What if millennials are not saving enough for retirement?

If we take a look at the different studies conducted on saving in millennials we may have a double surprise. Millennials understand the value of saving, but they may not be saving what is necessary.

All the studies carried out in the last two or three years on this age range show results that may seem surprising, but really they are not so.


In the first place, all these young people in general are very cautious and very afraid of financial risk . This makes them view the long- term investments very cautiously, and that, generally, it is a segment of the population that, curiously, prefers investments or safe and low-risk savings to other options .

In fact, the really curious thing is that the percentage of those who really become aware of the need for savings is very high . In addition, it is accompanied by a high percentage of those who have savings to a greater or lesser extent. However , the number of young people who allocate these savings to investment is really low .

This gives us an immediate profile diametrically opposite to what we could imagine: young people are aware of the need to save, save, but do not want to take any long-term risk . However, time is the best ally of your money when it comes to investing.

Obviously, a generation that has grown under the effects of the economic crisis, expresses its risk aversion and fear of market movements. This seems reasonable. However, the problem lies in the conception of long-term savings or what it really was for.

Do millennials save enough for retirement?

Do millennials save enough for retirement?

If we pay attention to all those figures, data and studies to which we referred, it seems that millennials are not saving enough for their future retirement .

We start from the basis of a public pension system that in the not too distant future will not be able to support the current cash model , which will lead us to the fact that many less contributors must support the pensions of many more pensioners. Obviously, in order not to lose purchasing power at that stage of our lives, the need to build capital over time becomes evident . That complement to the public retirement pension will be the one that helps us minimize the impact of retirement in our pocket .

The problem is that, as we have said, the conception of saving in young people is different and, above all, very conservative .


The vision of saving is based more, in the case of millennials, on how to achieve short and medium term objectives. That is to say, the importance of contributing a part of the income for the saving is valued, but, with concrete objectives that do not go in the long term . Obviously, this has positive aspects on the one hand from the point of view of the awareness of savings, but a long-term carefreeness that does not match well with the future of retirement pensions .

On the other hand, millennials as part of a generation that has suffered a brutal economic crisis, do not sympathize with the risk in savings bets or investments.

If we think of retirement savings as a long-term career, we understand that, first, the sooner we start the less we will have to contribute systematically . Saving for a goal of € 100,000 for 20 years is not the same as doing it for 40 years.
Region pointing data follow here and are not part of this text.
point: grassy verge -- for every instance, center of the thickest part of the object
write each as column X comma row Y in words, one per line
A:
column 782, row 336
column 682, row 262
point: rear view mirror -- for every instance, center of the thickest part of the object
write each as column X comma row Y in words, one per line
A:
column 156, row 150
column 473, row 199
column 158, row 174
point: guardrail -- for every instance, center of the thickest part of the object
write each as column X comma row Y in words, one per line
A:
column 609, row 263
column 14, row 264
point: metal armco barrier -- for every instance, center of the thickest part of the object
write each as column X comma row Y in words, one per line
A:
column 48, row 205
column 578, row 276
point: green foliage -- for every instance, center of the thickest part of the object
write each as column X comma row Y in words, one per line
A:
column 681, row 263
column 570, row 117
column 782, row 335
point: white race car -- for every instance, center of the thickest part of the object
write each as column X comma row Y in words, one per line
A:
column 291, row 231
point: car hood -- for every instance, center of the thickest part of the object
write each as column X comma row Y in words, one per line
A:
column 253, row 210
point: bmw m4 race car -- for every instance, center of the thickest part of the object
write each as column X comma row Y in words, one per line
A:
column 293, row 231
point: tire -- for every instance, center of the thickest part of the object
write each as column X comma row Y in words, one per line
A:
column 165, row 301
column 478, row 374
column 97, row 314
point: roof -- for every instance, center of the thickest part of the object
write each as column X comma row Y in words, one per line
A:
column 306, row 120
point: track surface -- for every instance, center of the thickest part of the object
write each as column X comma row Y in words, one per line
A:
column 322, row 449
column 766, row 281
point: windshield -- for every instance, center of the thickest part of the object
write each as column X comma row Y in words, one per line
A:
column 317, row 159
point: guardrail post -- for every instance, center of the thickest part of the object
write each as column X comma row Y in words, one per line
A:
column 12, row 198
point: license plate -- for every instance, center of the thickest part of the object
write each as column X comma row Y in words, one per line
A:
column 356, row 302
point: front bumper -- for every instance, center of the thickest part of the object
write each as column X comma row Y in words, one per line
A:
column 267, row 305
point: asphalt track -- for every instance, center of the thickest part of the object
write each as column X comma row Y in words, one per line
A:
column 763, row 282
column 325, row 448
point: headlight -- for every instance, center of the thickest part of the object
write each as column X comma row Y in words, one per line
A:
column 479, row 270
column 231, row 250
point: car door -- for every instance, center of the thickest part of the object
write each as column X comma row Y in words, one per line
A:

Similarly, investing at 30 is not the same as doing at 50.

Also, within the same logic, the construction of a savings road must assume more risks at the beginning, that is, during the first years of its formation, less in the middle sections, and eliminate the risk in the final section . If we had to extrapolate it at ages, we would say that we can take risks in our savings between 20 years and 40 years, we must consolidate our savings between 40 years and 50 years, and we should not expose our savings from 50 years to now of retirement. If we do not assume that first period of risk in search of greater profitability, we may also have to contribute more money to our products, or the savings portfolio that we form is not adequate. Undoubtedly, the modification of retirement savings comes by the conviction of an unflattering future for public pensions. This conviction, which seems to have not yet reached the younger generations, is undoubtedly the engine that will change the fate of savings in the coming years.